> Van: <Nichole Petty> <PHXSYS@AOL.COM>
> Aan: PICLIST@MITVMA.MIT.EDU
> Onderwerp: Serial Blues Continued
> Datum: vrijdag 19 juni 1998 1:01
>
[Cut]

> I found a reference in a book I have by Mike Predko that talks about the
> problem using BSF and BCF that a read takes place and if the line is
> pulled high via another device, it will be set high after the read takes
place.
> I believe that exactly what one of my problems may be. I am not sure what
> the simpliest way is to solve this problem because I use the BSF/BCF
> instruction throughout the PIC serout  routine which is timing sensitive.
>
> Am I to understand using the MOVLW AND MOVWF PORT,B or the AND
> (other) command will not inadvertently alter the pin states?

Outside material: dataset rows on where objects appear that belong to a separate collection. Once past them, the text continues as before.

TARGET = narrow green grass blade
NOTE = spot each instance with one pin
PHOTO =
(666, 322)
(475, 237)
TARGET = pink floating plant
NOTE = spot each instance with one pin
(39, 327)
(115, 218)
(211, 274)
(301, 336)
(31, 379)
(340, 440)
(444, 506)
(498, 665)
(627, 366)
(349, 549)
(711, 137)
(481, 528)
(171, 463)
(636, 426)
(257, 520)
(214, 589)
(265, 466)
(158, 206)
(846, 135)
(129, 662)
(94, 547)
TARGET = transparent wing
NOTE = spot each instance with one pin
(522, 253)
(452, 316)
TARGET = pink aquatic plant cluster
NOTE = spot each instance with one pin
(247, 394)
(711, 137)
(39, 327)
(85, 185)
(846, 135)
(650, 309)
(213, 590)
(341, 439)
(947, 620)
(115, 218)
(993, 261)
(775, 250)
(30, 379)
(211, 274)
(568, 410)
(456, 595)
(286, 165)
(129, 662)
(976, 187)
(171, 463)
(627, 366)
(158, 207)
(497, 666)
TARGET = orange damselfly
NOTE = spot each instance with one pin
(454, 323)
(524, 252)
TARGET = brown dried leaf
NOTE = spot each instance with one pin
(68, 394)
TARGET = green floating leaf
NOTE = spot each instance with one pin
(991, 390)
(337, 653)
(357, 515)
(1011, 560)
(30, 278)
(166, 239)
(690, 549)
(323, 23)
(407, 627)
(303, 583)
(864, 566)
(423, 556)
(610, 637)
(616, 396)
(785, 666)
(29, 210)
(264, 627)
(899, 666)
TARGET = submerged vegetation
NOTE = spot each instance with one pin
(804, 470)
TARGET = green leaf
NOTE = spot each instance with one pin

All instructions that change data with regards to allready existing data
are prone to this effect.  Those instructions have to read, modify and than
write the data back to the origin.  And Yes, BCF does a _Byte_ read, OR the
byte with the appropriate bit-mask (2^Bit-Number) and writes the Byte back.
 So does allmost every instruction (exept instructions like CLRxxx, BTFSx,
MOVF, etc.)

But, now the good part, you only have to think about it when using _I/O_.

> Should I  rewrite all my routines to eliminate BSF/BCF instructions?

No. Those you could replace with something like :
  MOVLW 0x01 << BitNumber
  IORWF PORTx
and thus emulating a BSF instruction, but alas, the IORWF has got the same
problem. The only way to get rid of this effect is to use the
'shadow-register' method.  Take a register, modify that and than copy it to
your I/O-Port.
Example :
  BSF SHADOWB,5
  MOVF SHADOWB,W
  MOVWF PORTB

> What is the most efficient way to alter a single output line? For example
> if I want to set portb,5 high what instructions can do this efficiently
without
> altering the other pin states? Maybe the AND command? Could someone
> provide an example?

Normally, when you define your in & outputs and do not change them anymore
(the directions I mean :-) you won't have a problem.  Only when you change
a Input-pin to Output this will happen.
Example:
  BSF STATUS,RP0
  MOVLW B'00001111'  ; Low 4 are Input, High 4 are Output
  MOVWF TRISB          ;/
  BCF STATUS,RP0
  CLRF PORTB             ; Output the code B'0000xxxx'

; No input is suplied at the low 4 pins. They are all 1 (High)

  BCF PORTB,6            ;Change Output to B'0100xxxx'

This will work fine, until you change one of the Input-pins to Output. Why
?  Ok Follow me...  BCF is a Read-Modify-Write instruction, right ?  Ok.
Read PORTB. Result is ........ Yes, Its 00001111. (try it out !)  Now Set
bit 6 : 01001111. And write it back.  The Output-buffer for the Low 4 pins
has changed from 0000 to 1111 because if the state the inputs were in.  If
you now change pin 0 to Output it will be High, and not Low.

> By the way I am not sure what the term "bit banging" means. I think it
> means bit manipulation using instructions such as RRF,RLF, AND, OR
> etc. and not MOV or SWAP etc. Am I correct?

My definition of the term is that only BCF and BSF instructions are used
for "bit banging" (changing I/O pin levels), because AND & OR are
Byte-instructions (although they can change a single bit, but so can a INC
or MOV instruction).  But, as said, thats _my_ definition.

> Thanks

Your welcome.

Greetz,
  Rudy Wieser